We went to their office hours one time and they were helpful. Because we don't use agave or sol, we don't know anybody.

dpshepherd commented 6 months ago

To double-check our codebase, last night I made a fresh environment, deleted the results for 20240202_ECL_IMG_GEL2, re-ran the post-processing, and then started up the spot finding today. Everything looks good.

I made one small update to SPOTS3D to help with tiles that have thousands of potential spot candidates to avoid out of memory errors.

dpshepherd commented 6 months ago

Summarizing our meeting today - it appears the cluster file system is not respecting file naming order. I have added some code to sort the different parts of our file structure. It would be helpful for you to locally install, then add some print commands to make sure that the tile_ids, round_ids, and bit_ids are in ascending order (e.g. ['tile0000','tile0001',...]) when you run the code locally.

mabbasi6 commented 6 months ago

Issue seems to be resolved! Thank you for taking the time and patience to go over it with me!

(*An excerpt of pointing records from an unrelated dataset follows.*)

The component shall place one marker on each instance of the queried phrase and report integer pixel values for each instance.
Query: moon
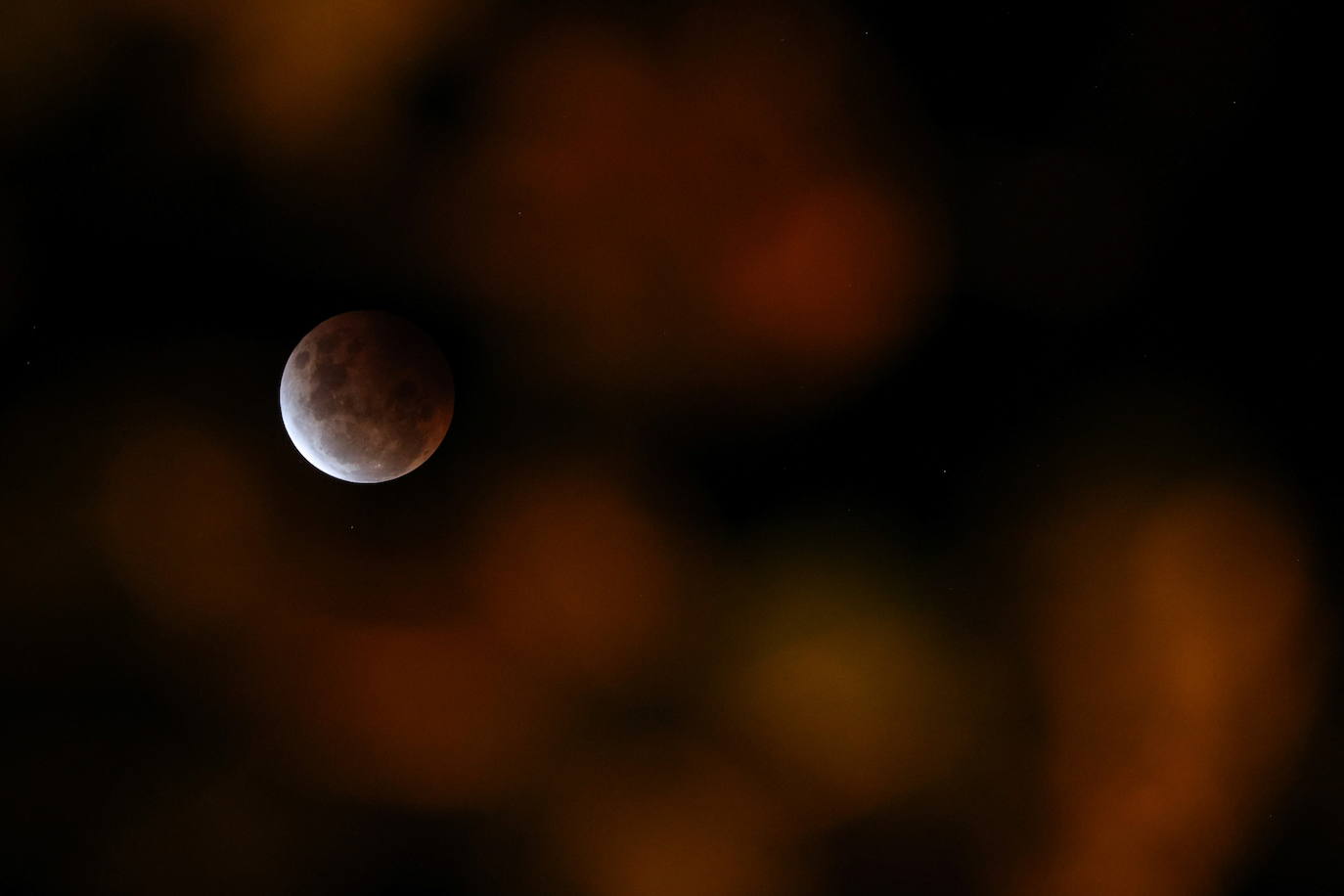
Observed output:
(366, 396)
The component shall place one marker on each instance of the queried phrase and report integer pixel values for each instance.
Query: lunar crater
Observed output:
(366, 396)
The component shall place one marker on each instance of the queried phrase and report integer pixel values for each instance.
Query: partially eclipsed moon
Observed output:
(366, 396)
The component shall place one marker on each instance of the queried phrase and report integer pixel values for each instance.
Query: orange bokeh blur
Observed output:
(687, 214)
(1178, 664)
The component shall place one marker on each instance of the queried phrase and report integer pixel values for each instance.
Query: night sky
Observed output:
(888, 454)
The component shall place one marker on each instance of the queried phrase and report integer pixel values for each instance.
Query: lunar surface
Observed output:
(366, 396)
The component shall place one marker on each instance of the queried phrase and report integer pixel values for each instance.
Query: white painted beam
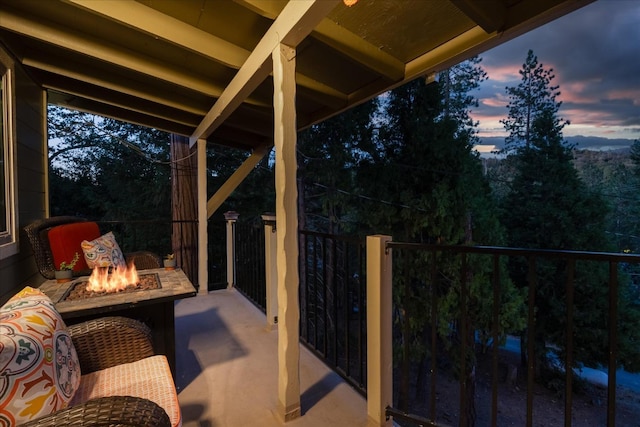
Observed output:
(235, 179)
(146, 19)
(284, 97)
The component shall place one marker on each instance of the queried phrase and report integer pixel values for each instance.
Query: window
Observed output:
(8, 232)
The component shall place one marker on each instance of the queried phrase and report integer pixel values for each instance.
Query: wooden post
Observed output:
(379, 338)
(287, 237)
(271, 270)
(231, 217)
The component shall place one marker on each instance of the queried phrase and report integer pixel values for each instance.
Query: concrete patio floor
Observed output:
(227, 370)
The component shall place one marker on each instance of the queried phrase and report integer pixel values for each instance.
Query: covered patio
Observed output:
(247, 74)
(227, 370)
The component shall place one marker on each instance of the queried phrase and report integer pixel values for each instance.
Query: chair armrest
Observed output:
(107, 411)
(143, 260)
(110, 341)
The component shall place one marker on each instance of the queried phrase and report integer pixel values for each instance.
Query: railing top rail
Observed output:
(499, 250)
(352, 239)
(146, 221)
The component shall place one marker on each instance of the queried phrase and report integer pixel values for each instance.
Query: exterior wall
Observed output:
(20, 270)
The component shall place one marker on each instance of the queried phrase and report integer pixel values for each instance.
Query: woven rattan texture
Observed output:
(110, 341)
(108, 411)
(37, 233)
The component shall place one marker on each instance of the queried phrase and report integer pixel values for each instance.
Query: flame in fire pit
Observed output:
(120, 277)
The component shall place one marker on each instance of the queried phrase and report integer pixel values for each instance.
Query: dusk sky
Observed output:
(595, 55)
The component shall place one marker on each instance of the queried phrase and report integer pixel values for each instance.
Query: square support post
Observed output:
(231, 217)
(271, 270)
(379, 338)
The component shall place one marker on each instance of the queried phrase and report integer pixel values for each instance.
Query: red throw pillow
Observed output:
(65, 241)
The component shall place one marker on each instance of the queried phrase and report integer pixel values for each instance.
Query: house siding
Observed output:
(20, 270)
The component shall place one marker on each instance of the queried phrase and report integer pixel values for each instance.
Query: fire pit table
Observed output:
(154, 307)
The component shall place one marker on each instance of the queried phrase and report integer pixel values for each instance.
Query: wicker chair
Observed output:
(37, 232)
(100, 344)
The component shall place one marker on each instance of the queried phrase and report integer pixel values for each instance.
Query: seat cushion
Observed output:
(66, 240)
(149, 378)
(39, 368)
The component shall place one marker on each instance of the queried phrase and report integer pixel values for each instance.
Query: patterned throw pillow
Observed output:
(103, 252)
(39, 369)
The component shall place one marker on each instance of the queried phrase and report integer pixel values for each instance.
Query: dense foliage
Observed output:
(550, 207)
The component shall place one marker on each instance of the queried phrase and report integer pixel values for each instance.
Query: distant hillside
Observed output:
(581, 142)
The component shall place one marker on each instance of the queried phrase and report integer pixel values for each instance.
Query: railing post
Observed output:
(231, 217)
(271, 269)
(379, 339)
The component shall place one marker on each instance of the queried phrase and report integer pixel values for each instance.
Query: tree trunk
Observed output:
(470, 373)
(184, 207)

I was able to proceed to localization now.

I used Gemini to write a modified version of the setup_and_run_localization to generate a GUI to take the directory of the processed data from user and then give the option to choose the tile from that directory, and seems to work fine on Sol. I have attached it here in case it is useful. setup_and_run_localization_automated_gui.zip

dpshepherd commented 6 months ago

Glad to hear it is working.

There is already a GUI version of that code, we just aren't using it for testing. Feel free to fork the repo to your own GitHub, make changes, and then open a PR for changes you'd like to make.

Also, a quick look at that Gemini code shows that is really complicated just to pick a directory. I suggest just using the magicgui package: https://github.com/pyapp-kit/magicgui and returning the path.

I unfortunately had to fix a number of issues that somebody else caused in spots3d and napari-spot-localization today. They are all fixed now and running automated, so I would reinstall those two repos.